Robocasting (also called direct-write assembling) is an additive manufacturing technology based on the extrusion and deposition of an ink, layer by layer, that has been explored for the manufacture of architectural and compositional 3D porous structures with high precision and reproducibility for bone tissue regeneration. The mechanical integrity of the bioceramic-based scaffolds is commonly obtained by sintering (heat treatment usually above 1000 °C) which precludes the incorporation of bioactive molecules before this step.
The main goal of the present work was the manufacture of multifunctional composite scaffolds by robocasting, suppressing sintering as a post-printing process. The abolition of this step leads to the design of inks comprised by calcium-phosphate-based particles, drugs and/or magnetic particles follow-on in scaffolds with multiple therapy functions as local drug delivery, cancer treatment by hyperthermia and bone tissue regeneration. Natural polymeric aqueous-based solutions of chitosan and/or chitosan/silk fibroin with different ratios were used as a base matrix. The multifunctional inks were characterized by rheological studies in viscometry and oscillatory modes, these being the printable ones selected to produce scaffolds with different macropore sizes (300 μm and 500 μm). The inks allowed the fabrication of customizable 3D structures with interconnected pores, able to carrier drugs and/or to respond to an external magnetic field. The mechanical strength and rigidity were achieved through the crosslinking of the system and the amounts of bioceramics in the composition. The scaffolds were characterized by mechanical performance, magnetic behavior, morphological features, degradation rate and biological studies.

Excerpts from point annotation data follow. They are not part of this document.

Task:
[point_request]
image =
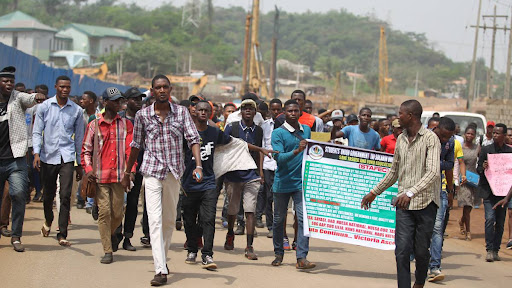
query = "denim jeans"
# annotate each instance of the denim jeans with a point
(15, 172)
(199, 210)
(436, 246)
(280, 210)
(412, 234)
(494, 223)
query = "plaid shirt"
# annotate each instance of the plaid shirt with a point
(113, 146)
(163, 142)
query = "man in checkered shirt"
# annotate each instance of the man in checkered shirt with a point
(13, 148)
(160, 129)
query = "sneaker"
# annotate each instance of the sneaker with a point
(303, 263)
(249, 253)
(496, 256)
(107, 258)
(490, 256)
(286, 244)
(240, 230)
(435, 275)
(230, 242)
(145, 242)
(191, 258)
(208, 263)
(159, 280)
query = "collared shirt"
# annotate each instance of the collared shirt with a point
(63, 132)
(388, 143)
(268, 126)
(15, 115)
(416, 167)
(113, 148)
(163, 142)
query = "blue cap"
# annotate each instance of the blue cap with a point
(112, 94)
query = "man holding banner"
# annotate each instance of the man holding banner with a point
(416, 167)
(289, 141)
(494, 218)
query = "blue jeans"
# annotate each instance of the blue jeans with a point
(494, 223)
(280, 210)
(15, 172)
(436, 246)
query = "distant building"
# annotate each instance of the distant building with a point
(27, 34)
(98, 40)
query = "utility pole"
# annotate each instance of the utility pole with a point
(244, 89)
(506, 95)
(473, 64)
(273, 68)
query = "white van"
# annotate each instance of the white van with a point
(461, 118)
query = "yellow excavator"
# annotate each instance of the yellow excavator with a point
(96, 71)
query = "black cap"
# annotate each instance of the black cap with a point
(133, 93)
(352, 117)
(8, 72)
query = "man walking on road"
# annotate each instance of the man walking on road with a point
(161, 129)
(289, 141)
(416, 167)
(494, 218)
(57, 139)
(114, 135)
(13, 149)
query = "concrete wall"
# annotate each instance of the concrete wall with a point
(499, 111)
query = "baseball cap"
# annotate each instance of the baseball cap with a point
(337, 115)
(112, 94)
(352, 117)
(133, 93)
(248, 102)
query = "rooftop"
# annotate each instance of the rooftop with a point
(19, 21)
(100, 31)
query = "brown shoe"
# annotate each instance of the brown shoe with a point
(304, 264)
(159, 280)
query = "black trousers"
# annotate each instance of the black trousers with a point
(265, 199)
(199, 210)
(65, 172)
(132, 203)
(412, 234)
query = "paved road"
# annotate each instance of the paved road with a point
(45, 264)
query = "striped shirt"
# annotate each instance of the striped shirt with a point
(416, 167)
(163, 142)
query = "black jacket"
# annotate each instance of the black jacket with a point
(485, 189)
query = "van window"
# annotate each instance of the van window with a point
(463, 121)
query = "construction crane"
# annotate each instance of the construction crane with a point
(383, 69)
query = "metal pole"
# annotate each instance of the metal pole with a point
(473, 64)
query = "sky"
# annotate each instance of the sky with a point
(446, 23)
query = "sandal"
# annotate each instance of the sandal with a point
(45, 230)
(278, 260)
(462, 229)
(63, 242)
(18, 247)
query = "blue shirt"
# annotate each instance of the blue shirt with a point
(248, 134)
(356, 138)
(288, 177)
(63, 129)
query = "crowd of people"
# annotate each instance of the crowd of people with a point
(181, 155)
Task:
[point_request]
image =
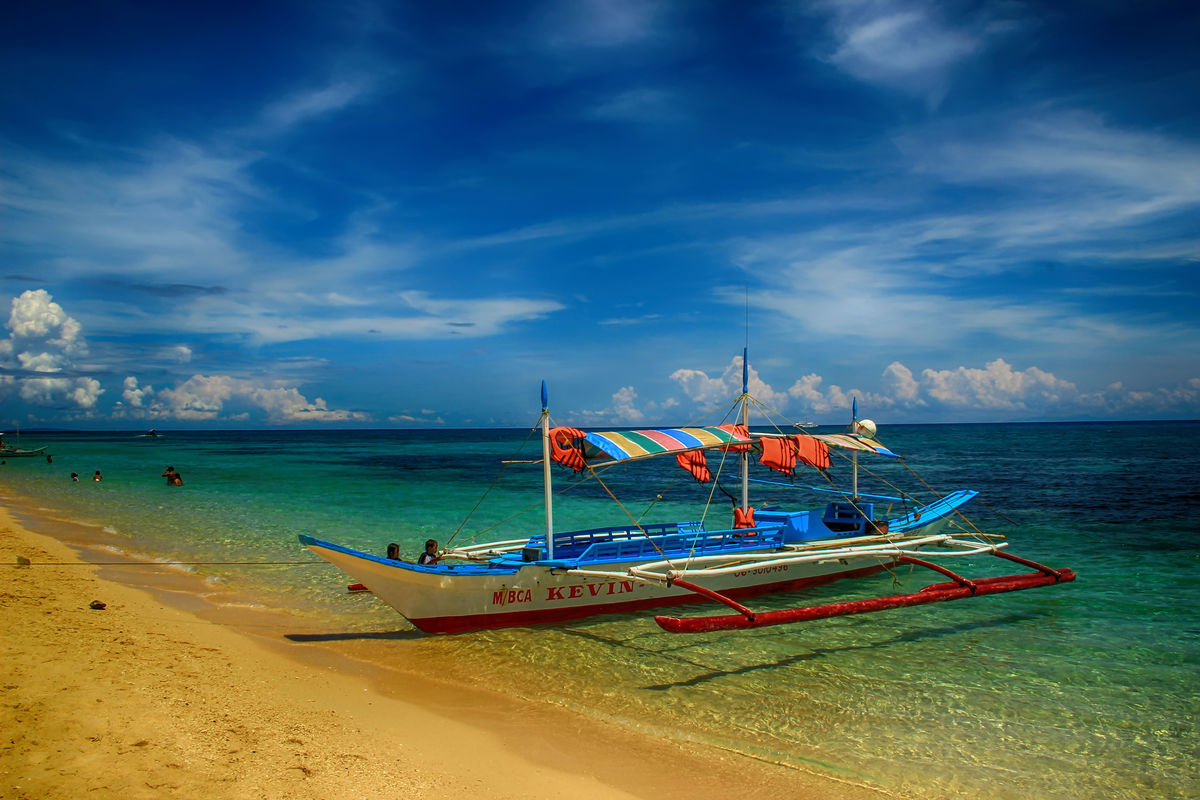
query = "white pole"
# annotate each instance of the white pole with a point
(545, 474)
(744, 457)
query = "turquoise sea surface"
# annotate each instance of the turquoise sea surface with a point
(1079, 691)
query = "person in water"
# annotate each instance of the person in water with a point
(431, 553)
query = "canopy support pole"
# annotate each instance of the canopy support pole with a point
(545, 473)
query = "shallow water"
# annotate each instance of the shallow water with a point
(1077, 691)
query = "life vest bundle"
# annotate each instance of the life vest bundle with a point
(813, 452)
(694, 462)
(779, 455)
(743, 517)
(742, 431)
(563, 450)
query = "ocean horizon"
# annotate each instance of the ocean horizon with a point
(1074, 691)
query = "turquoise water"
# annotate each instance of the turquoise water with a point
(1078, 691)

The developed sintering-free composite scaffolds represent a strong potential to be applied as bone substitutes. Furthermore, the advances of the evaluated work are opening promising paths for future progresses in materials science and the tissue engineering area.
Author Contributions
Conceptualization: S.M.O., N.R. and P.M.C.T.; methodology: S.M.O., N.R., T.S.S.C., P.M.C.T. and J.H.; software: N.R., T.S.S.C. and J.H.; validation: S.M.O., N.R., T.S.S.C. and J.H.; formal analysis: S.M.O., N.R., T.S.S.C., P.M.C.T. and J.H.; investigation: S.M.O., N.R., T.S.S.C., P.M.C.T. and J.H.; resources: S.M.O. and P.M.C.T.; data curation: S.M.O., N.R., T.S.S.C., P.M.C.T. and J.H.; writing—original draft preparation: S.M.O. and N.R.; writing—review and editing: S.M.O., N.R., T.S.S.C., P.M.C.T., J.H. and J.P.A.; visualization: S.M.O. and N.R.; supervision: S.M.O. and J.P.A.; project administration: S.M.O.; funding acquisition: S.M.O. and P.M.C.T. All authors have read and agreed to the published version of the manuscript.
Funding
This work is funded by FEDER funds through the COMPETE 2020 Programme and National Funds through FCT-Portuguese Foundation for Science and Technology under the projects 2BBone and FlexMicroDerm with references POCI-01-0145-FEDER-029940 (PTDC/CTM-CER/29940/2017) and POCI-01-0145-FEDER-029274 (PTDC/BTM-MAT/29274/2017), respectively. This work was also developed within the scope of the project CICECO-Aveiro Institute of Materials, UIDB/50011/2020, UIDP/50011/2020 and LA/P/0006/2020, financed by national funds through the FCT/MEC (PIDDAC). P. M. C. Torres and S. M. Olhero acknowledge FCT for CEECIND/01891/2017 and CEECIND/03393/2017 contracts, respectively.
Institutional Review Board Statement
Not applicable.
Informed Consent Statement
Not applicable.
Data Availability Statement
The data presented in this study are available on request from the corresponding authors.
Conflicts of Interest
The authors declare no conflict of interest.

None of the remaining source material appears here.